Etymology of the name WALLIA.
Meaning of the baby name WALLIA.


WALLIA.  This was the name of a king of the Visigoths.  It is probably from O.N. vali, meaning "slaughter." (History of Christian Names, Yonge, 1884).  It was a Saxon word for anything "foreign" and also for "Gaul" or "Wales."

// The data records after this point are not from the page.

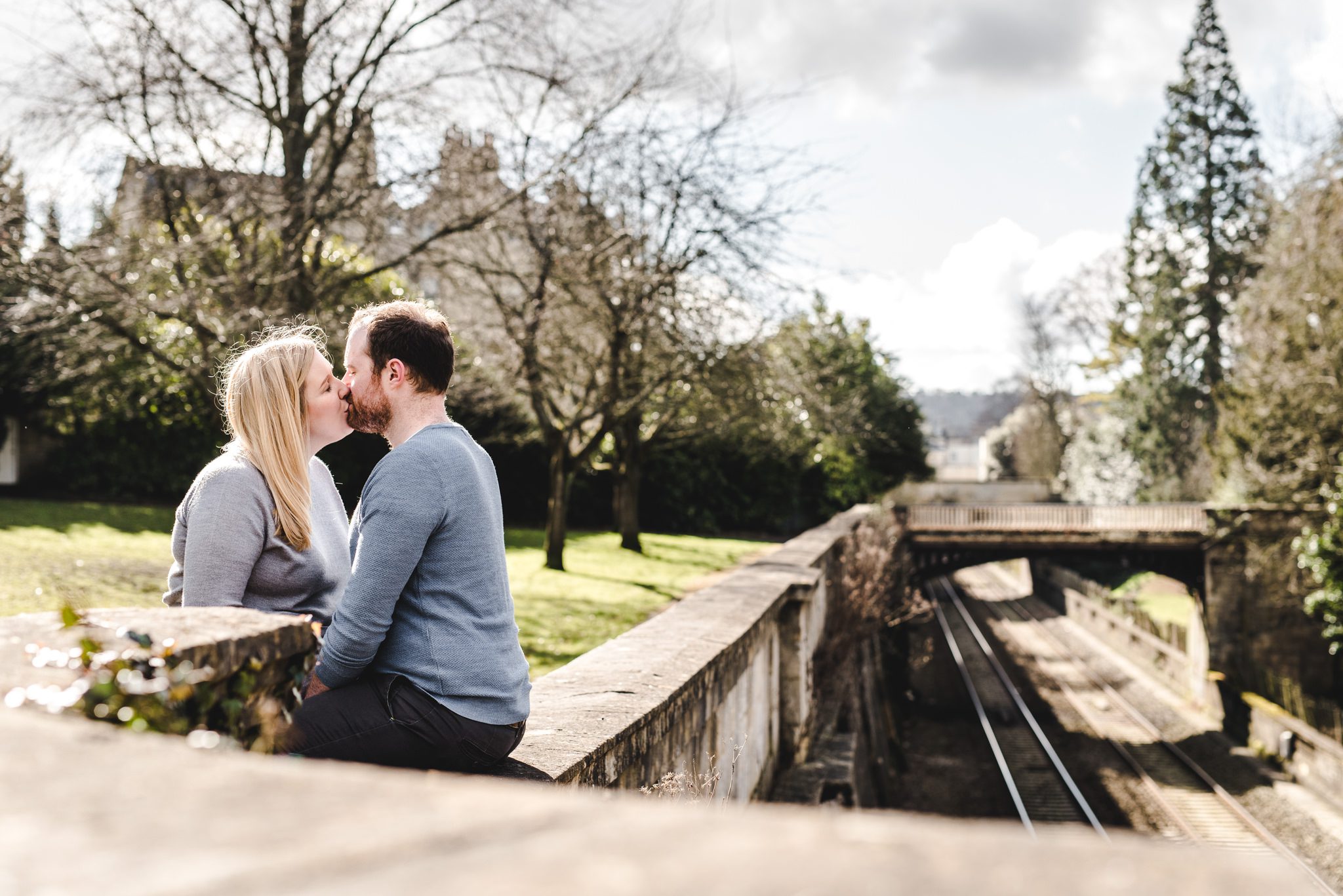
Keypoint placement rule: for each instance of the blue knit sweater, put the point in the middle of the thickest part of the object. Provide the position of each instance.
(429, 594)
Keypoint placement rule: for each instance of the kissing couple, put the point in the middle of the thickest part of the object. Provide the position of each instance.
(421, 664)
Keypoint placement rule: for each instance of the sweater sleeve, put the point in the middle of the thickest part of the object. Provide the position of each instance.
(228, 524)
(398, 512)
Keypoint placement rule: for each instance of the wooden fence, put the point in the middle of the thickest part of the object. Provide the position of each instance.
(1057, 518)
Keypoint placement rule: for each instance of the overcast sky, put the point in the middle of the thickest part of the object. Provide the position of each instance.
(981, 148)
(989, 147)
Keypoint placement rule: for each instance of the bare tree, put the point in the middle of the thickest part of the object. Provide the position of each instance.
(703, 207)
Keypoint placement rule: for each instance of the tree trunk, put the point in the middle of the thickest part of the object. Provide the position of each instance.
(628, 471)
(557, 503)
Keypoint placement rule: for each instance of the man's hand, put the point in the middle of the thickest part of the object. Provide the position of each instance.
(315, 687)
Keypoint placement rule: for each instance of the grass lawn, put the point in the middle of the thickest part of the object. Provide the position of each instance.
(1159, 596)
(102, 555)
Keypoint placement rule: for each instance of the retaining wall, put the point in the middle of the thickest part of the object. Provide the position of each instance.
(720, 682)
(1185, 673)
(1311, 756)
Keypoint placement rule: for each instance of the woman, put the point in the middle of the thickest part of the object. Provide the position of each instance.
(264, 526)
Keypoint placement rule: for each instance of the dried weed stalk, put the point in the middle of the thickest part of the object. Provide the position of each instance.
(696, 786)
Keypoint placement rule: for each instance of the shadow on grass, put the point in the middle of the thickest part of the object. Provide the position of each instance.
(64, 516)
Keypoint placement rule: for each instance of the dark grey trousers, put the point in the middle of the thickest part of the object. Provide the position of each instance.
(386, 719)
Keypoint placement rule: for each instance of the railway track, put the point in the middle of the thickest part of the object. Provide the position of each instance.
(1197, 808)
(1041, 788)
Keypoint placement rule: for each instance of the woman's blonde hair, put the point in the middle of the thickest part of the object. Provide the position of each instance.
(268, 417)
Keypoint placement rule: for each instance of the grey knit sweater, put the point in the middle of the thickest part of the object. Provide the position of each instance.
(429, 594)
(226, 553)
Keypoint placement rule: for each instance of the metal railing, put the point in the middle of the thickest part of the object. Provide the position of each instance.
(1057, 518)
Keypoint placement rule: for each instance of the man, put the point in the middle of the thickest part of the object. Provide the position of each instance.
(421, 665)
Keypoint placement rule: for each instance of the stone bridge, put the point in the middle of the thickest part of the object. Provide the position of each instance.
(1237, 560)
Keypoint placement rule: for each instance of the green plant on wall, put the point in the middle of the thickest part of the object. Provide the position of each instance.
(1321, 551)
(148, 687)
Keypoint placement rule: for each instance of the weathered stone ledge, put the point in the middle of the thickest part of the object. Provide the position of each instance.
(220, 638)
(725, 668)
(94, 809)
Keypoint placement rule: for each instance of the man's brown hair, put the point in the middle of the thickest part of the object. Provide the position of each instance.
(415, 335)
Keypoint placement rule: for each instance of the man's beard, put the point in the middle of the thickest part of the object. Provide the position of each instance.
(374, 417)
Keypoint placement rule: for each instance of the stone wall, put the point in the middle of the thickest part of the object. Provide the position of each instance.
(1254, 594)
(176, 671)
(1311, 756)
(721, 682)
(1185, 673)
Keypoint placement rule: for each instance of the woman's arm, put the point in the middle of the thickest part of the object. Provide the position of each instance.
(228, 526)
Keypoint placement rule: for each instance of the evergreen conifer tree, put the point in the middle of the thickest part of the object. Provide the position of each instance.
(1197, 224)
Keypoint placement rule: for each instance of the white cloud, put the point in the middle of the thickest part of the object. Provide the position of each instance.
(872, 51)
(958, 327)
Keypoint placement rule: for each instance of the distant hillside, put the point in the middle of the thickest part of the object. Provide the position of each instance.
(965, 416)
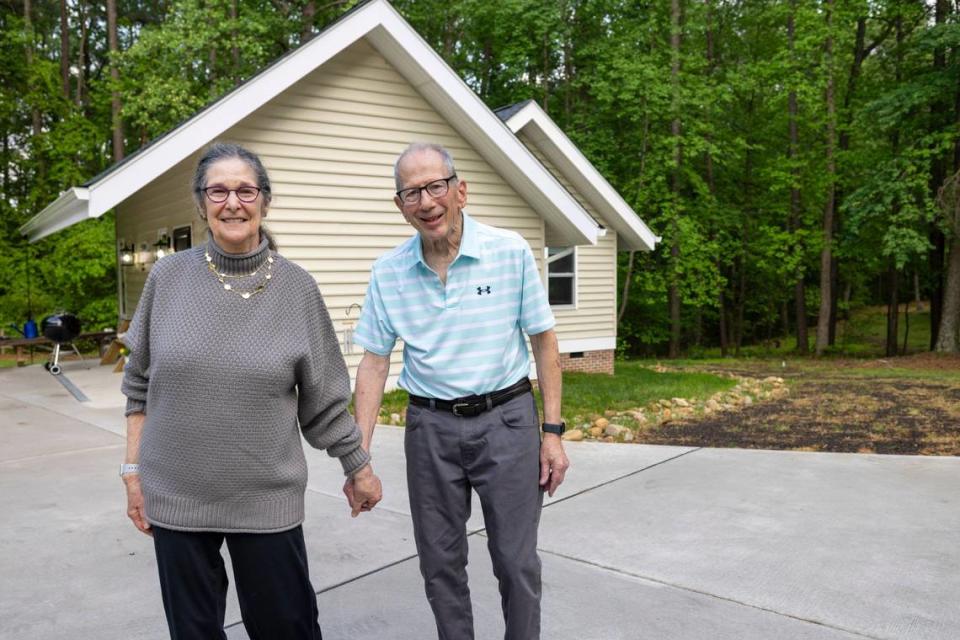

WALLIA, the present Latin name of the country now called Wales.  This is the name given it by most of the Saxon writers who had occasion to mention this country.  Giraldus Cambrensis falls foul of Galfrid, in his translation of the British history, for his foolish etymology of Wales from Wallon, a general, or Wendolen, a queen; and calls it false and fabulous, as there never were such persons in Wales; nor is that passage to be found in the British original, which, no doubt, Giraldus knew when he called it a fable of Galfrid, which he had added as a flourish in his translation of the old British history.  Giraldus insists that Wallia is a Saxon word signifying foreign, and therefore the Cambrians are called Wallenses, and the country Wallia.  Polydore Virgil ignorantly claims this etymology as his own, or had not read Giraldus.  I own that the Saxons called the Cambrians Weales, and even the North Britains Stradcluyd Weales, and the Cornish Cornweales; but how came Taliessin, who lived within a hundred years after the Saxons coming to Britain, and before they had any learning among them, to call this country Wallia?

En tir a gollant
Ond Gwyllt Wallia.

There was no such a letter in the Latin as W, therefore there could not be such a word as Wallia in Taliessin's time; for the Roman language and learning flourished then among the Britons, as is well known to persons the least versed in the ecclesiastical history of those times.  And this word in Taliessin's poem must be wrote either Valia or Galia; the latter rather, which, by the British grammar rules and nature of the language, would be here wrote Gwyllt Alia, which afterwards, in imitation of the English, was wrote Wallia, or rather Walia.  Gàlia was certainly, in the ancient British, the name of Gaul, and the people Galiaid.  The Irish at this day call an inhabitant of France Gallta.  Why might not the inhabitants of Wales (upon a supposition that they came originally from Gaul) be called Walians by the Saxons, and the country Walia, as the idiom of the English is to turn Welsh words beginning with G into a W? as Gwal, Wall; Gwin, Wine; Gwlan, Wool; Gwynt, Wind; Gwan, Want, i.e., pale; Gair, Word; Gwae, Woe; Gwerth, Worth; Gwynn, White; Gwaeth, Worse; Gwaith, Work; etc., etc.  Cornugallia, the name of Cornwall, seems to be of the same origin, and Cornweales was the Saxon name.  John Major (Hist. Scot.) calls it Vallia. (Archaeologia Cambrensis, v.8, 4th series, 1877).